As a breeder, I thought you might like to see what I appreciate in an email from someone interested in one of my pups. I don't know if this will be helpful or not, but just thought I would pass it along.
I always appreciate getting an email that gives name and location, then has a short introduction so that I can get a feel for who they are and what they might be interested in. It doesn't have to be long, but it helps to know who is in the family, whether they live in a house or apartment, whether there are children, and whether they have had dogs before. It also helps if they have a knowledge of the breed.
The emails I don't respond to are those that start out "how much are your pups?", "what is the lowest you will sell me one for", and "do you have a female for sell with champion lines for breeding", or those who want a "teacup" or one that won't get over three or four pounds. 
I won't sell to anyone unless I feel that I get to know them. When I get an email from someone with an inquiry, I always ask for their phone number so that I can give them a call. If they won't give me theirs, then I don't go any further. I don't mind giving mine out for further calls, but I want to make the first contact. I expect people to provide references, and I'm happy to give them. 
One of my little guys had his first visit with his new "mom" on Friday. We have been talking and emailing for a couple weeks, so it was nice having that first visit. The key thing that sold me with her was that she said size didn't matter--she just wanted a healty, happy baby. When I placed him in her arms, he went to kissing her like they were best friends. He has been held by a number of other people, but he has never had the response to them that he did to her. I think he knew she was the right one.
Good luck on your search. Patience will pay off in the end.


----------



## ddarlingfam (Mar 30, 2006)

thank you happyb, what you wrote really helps. In the middle of the week I'll start sending 2nd emails. I did hear back from one breeder, I was wondering if anyone has hear of "angel-lite maltese" in alabama? Her puppies were very cute but she didn't ask any questions about me or my family.


----------



## k/c mom (Oct 9, 2004)

> thank you happyb, what you wrote really helps. In the middle of the week I'll start sending 2nd emails. I did hear back from one breeder, I was wondering if anyone has hear of "angel-lite maltese" in alabama? Her puppies were very cute but she didn't ask any questions about me or my family.[/B]
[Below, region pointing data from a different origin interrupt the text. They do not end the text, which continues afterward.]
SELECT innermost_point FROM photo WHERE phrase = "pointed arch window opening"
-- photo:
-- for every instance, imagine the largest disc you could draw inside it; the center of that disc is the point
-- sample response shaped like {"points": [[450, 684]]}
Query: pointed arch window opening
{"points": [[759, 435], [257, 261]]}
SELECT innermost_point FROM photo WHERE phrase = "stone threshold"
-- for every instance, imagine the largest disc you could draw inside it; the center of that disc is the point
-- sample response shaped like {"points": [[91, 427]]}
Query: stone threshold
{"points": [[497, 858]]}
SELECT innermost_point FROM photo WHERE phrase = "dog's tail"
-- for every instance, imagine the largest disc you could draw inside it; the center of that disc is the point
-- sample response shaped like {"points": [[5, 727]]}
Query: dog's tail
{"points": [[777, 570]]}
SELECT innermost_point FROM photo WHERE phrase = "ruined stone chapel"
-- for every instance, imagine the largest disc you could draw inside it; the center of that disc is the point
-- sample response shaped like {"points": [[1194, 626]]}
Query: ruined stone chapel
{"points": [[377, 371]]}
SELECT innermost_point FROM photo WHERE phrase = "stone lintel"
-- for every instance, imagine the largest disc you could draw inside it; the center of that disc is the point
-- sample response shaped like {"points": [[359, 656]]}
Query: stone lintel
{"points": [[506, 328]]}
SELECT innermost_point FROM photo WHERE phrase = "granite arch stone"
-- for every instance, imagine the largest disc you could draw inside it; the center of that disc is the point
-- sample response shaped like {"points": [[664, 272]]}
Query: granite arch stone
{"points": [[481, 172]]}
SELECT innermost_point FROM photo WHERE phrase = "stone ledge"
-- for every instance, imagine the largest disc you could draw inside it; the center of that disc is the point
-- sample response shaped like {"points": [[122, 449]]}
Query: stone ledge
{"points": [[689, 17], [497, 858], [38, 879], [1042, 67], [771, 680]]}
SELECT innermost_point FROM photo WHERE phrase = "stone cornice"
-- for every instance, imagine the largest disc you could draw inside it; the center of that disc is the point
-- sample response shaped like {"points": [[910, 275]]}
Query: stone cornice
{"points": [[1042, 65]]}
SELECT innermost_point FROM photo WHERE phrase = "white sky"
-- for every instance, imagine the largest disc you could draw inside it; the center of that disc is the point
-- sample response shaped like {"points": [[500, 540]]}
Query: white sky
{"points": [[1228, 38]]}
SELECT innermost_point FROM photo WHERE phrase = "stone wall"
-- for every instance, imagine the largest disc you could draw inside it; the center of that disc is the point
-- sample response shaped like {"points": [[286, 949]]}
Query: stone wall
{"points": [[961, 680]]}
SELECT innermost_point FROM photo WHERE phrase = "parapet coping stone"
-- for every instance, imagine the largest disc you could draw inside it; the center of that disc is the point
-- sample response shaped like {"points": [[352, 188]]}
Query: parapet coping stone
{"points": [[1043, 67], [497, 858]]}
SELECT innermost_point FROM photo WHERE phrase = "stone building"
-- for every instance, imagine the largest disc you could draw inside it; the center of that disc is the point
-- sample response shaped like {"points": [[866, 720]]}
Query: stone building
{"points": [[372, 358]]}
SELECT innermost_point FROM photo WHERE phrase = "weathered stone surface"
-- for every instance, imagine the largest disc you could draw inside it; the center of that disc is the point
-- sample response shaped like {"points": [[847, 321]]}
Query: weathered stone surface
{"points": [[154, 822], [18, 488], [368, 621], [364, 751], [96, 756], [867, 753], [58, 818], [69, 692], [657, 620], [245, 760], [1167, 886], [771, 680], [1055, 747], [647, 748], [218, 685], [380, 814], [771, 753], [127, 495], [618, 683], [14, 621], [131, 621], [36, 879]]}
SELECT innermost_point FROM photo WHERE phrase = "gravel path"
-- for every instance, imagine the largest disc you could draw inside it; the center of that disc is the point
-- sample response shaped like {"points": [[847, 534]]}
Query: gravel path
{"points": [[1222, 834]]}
Gosh, if you're in California you shouldn't have to go all the way to Alabama to find a Malt. Lots of members here have been very happy with their California breeders. You might want to start a thread asking if anyone has info on breeders in California... or even be more specific such as Northern or Southern.


----------



## MissMelanie (Feb 13, 2006)

Welcome to SM. Oh and good, GOOD luck in your search for your puppy. I had been searching for 13 months for a breeder I could make a great connection with. I knew the doggie I wanted and didn't want to be talked out of her. Finally, found her!

And believe me, I know how you feel about thinking you are being ignored by breeders. Keep looking though, just when you feel you won't find one, POOF there their will be. And hopefully IN Ca!

enJOY!
Melanie


----------